Friday, June 29, 2012

Praxis Report: Drone Hacking for Fun and Profit.

Texas college hacks drone in front of DHS

4 comments:

Anonymous said...

I'm an engineer and have been working in robotics for several years. I'm convinced that if the S does HTF the biggest capability gap in modern militia is drone technology, both anti-drone technology and militia-deployed drones. Every militia needs a few geeks tasked with keeping an eye on developments in this area -- it is moving fast.

Anonymous said...

ummm, as one commenter put it.."the use of INS instead of GPS makes this experiment moot." so to speak.

http://en.wikipedia.org/wiki/Inertial_navigation_system

Damn I love the internet.

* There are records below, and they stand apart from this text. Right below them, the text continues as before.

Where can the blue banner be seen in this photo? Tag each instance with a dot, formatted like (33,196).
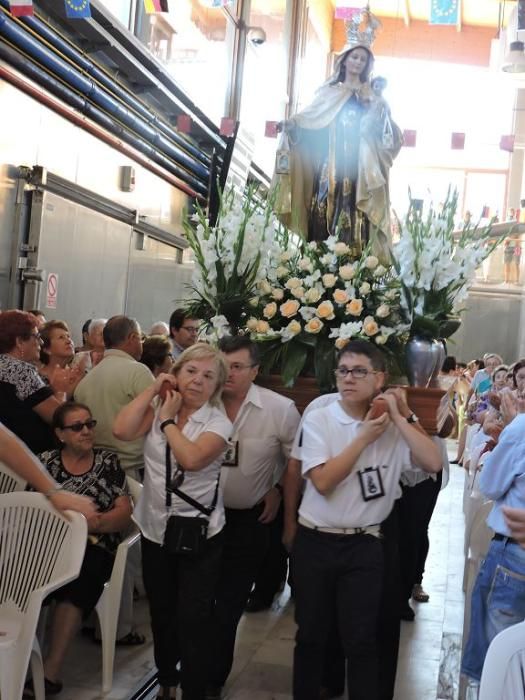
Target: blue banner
(444,11)
(77,9)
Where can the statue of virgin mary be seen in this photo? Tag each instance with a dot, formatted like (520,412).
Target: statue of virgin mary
(341,149)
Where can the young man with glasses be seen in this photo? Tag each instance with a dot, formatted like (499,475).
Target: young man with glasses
(183,331)
(352,464)
(264,427)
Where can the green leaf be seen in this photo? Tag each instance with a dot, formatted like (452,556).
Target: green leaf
(293,362)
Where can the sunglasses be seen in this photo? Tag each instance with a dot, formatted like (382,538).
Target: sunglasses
(77,427)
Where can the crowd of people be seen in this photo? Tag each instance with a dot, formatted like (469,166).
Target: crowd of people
(235,480)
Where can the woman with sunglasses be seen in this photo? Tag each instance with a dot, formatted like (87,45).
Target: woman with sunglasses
(77,467)
(27,403)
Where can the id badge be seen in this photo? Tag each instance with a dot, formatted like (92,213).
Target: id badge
(231,456)
(371,483)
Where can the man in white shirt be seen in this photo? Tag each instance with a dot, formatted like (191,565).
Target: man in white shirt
(352,463)
(264,427)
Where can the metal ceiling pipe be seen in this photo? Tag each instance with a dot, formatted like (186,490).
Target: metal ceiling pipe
(13,32)
(87,66)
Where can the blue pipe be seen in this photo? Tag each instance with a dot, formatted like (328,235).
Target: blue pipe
(42,30)
(17,36)
(68,96)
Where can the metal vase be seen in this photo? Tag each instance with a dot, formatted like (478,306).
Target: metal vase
(422,356)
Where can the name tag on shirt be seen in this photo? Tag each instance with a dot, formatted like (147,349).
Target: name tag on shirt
(231,456)
(371,483)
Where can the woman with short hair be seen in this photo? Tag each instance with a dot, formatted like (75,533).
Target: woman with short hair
(184,429)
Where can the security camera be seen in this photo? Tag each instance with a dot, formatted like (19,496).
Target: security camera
(256,35)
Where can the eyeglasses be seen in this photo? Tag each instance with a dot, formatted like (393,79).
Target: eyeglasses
(77,427)
(238,367)
(355,372)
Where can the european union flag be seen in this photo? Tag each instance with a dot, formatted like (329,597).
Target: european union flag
(77,9)
(444,11)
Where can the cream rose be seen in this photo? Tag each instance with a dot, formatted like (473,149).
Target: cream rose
(293,328)
(346,272)
(325,310)
(289,308)
(383,311)
(312,295)
(329,280)
(315,325)
(292,283)
(341,248)
(270,310)
(340,296)
(355,307)
(370,326)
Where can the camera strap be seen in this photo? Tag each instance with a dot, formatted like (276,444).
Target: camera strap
(206,510)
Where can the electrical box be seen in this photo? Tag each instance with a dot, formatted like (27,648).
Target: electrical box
(127,178)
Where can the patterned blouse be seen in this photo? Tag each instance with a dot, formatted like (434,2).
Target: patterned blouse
(104,483)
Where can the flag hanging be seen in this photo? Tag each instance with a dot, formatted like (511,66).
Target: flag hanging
(444,11)
(345,9)
(21,8)
(77,9)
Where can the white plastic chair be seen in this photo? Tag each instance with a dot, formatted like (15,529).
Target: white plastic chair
(502,677)
(10,481)
(40,551)
(108,605)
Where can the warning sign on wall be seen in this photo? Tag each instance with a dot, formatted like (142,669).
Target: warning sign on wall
(52,291)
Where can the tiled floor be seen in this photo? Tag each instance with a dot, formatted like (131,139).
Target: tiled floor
(429,656)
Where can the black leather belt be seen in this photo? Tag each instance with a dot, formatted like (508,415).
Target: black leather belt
(499,537)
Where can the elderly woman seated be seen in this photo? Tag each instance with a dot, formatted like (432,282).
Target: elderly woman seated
(77,467)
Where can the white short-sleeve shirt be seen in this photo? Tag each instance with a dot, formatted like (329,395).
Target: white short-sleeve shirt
(263,433)
(151,512)
(326,433)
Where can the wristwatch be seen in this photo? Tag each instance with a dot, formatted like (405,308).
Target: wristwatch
(165,423)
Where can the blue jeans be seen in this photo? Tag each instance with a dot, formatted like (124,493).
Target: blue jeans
(498,601)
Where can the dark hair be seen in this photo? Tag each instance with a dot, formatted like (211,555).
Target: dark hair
(45,335)
(118,329)
(232,343)
(155,349)
(519,365)
(15,324)
(449,364)
(341,66)
(177,318)
(364,347)
(60,415)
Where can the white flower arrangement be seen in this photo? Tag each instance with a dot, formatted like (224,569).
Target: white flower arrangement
(315,299)
(436,267)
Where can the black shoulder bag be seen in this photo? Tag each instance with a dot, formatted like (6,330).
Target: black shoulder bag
(185,534)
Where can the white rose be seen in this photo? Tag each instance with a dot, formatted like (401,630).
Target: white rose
(329,280)
(346,272)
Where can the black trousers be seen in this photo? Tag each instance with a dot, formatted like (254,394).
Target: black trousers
(273,569)
(180,590)
(415,511)
(246,542)
(341,576)
(388,622)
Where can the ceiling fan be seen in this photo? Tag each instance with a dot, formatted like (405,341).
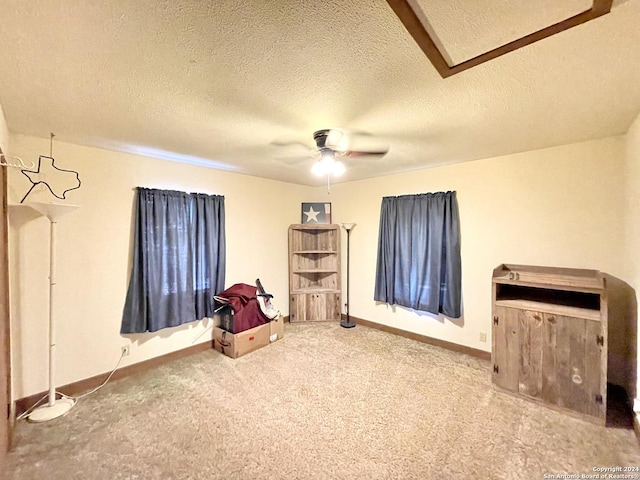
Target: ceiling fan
(332,146)
(332,143)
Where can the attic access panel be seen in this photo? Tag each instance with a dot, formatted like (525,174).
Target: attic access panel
(415,19)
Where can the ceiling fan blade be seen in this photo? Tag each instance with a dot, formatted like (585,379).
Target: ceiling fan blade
(361,153)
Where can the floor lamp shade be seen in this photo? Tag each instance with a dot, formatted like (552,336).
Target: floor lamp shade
(53,409)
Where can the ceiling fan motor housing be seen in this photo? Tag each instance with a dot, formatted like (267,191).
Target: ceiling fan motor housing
(321,138)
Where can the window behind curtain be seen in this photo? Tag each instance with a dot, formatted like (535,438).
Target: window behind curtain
(178,259)
(419,253)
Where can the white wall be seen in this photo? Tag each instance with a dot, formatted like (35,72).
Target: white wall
(632,225)
(558,207)
(94,250)
(4,132)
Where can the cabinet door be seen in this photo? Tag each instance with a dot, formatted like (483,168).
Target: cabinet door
(506,347)
(313,307)
(553,358)
(580,364)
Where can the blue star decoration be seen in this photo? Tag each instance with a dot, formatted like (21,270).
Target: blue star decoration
(57,180)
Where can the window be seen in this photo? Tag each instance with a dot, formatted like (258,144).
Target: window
(419,262)
(178,259)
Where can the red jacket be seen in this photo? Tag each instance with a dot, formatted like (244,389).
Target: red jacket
(246,309)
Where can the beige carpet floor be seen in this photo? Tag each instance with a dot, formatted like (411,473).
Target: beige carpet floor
(323,403)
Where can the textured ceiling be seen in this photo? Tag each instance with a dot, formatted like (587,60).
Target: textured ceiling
(216,83)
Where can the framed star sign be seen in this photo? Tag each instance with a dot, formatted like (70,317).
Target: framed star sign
(316,213)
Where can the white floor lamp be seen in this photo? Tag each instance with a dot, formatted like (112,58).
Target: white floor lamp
(347,323)
(53,409)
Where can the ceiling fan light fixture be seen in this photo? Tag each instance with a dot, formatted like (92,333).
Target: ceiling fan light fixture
(318,169)
(328,159)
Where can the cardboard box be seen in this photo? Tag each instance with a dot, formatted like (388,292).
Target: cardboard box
(276,329)
(235,345)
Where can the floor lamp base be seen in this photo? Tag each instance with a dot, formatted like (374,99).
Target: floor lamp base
(49,412)
(347,323)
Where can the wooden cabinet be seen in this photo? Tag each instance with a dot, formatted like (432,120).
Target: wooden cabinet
(314,273)
(549,337)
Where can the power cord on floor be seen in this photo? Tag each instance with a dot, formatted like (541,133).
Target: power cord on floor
(71,397)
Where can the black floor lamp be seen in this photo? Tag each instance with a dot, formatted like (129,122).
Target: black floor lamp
(347,323)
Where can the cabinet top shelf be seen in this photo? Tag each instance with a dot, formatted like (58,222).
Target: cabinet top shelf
(303,252)
(550,277)
(314,226)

I mean..where else can you find accidental data leaks from self absorbed techno geeks.

Reminds me though. Not long ago, a well known journalist suggested the first American citizen to shoot down a domestic drone will go down in history as a hero.

Fuck these putrid tyrants.

Anonymous said...

Use of INS makes GPS moot? Not sure I buy that. Sure, if the GPS drops out, the INS will run on the accelerometer and gyro until the GPS comes on line again, and won't drift too far off if the sensors are good and the math is good. (Not easy -- been there.) But, if you inject a fake GPS signal, the GPS *isn't* off-line, and it can't tell that it is being spoofed. The nav system will integrate bogus GPS data and eventually the fix will be badly h0rk3d. Sensor fusion is usually done using a Kalman filter -- and it works because it knows the average error and noise to expect from each sensor, and can tolerate intermittent dropouts from various sensors. But it is perfectly happy to integrate goofy data if it can't tell the data is bogus -- and then your robot's pose will eventually drift to la-la land.

Anonymous said...

DHS wanted to find out how easy this could happen. They found out. They will harden their technology. The hackers will respond.

The war continues. As it always does.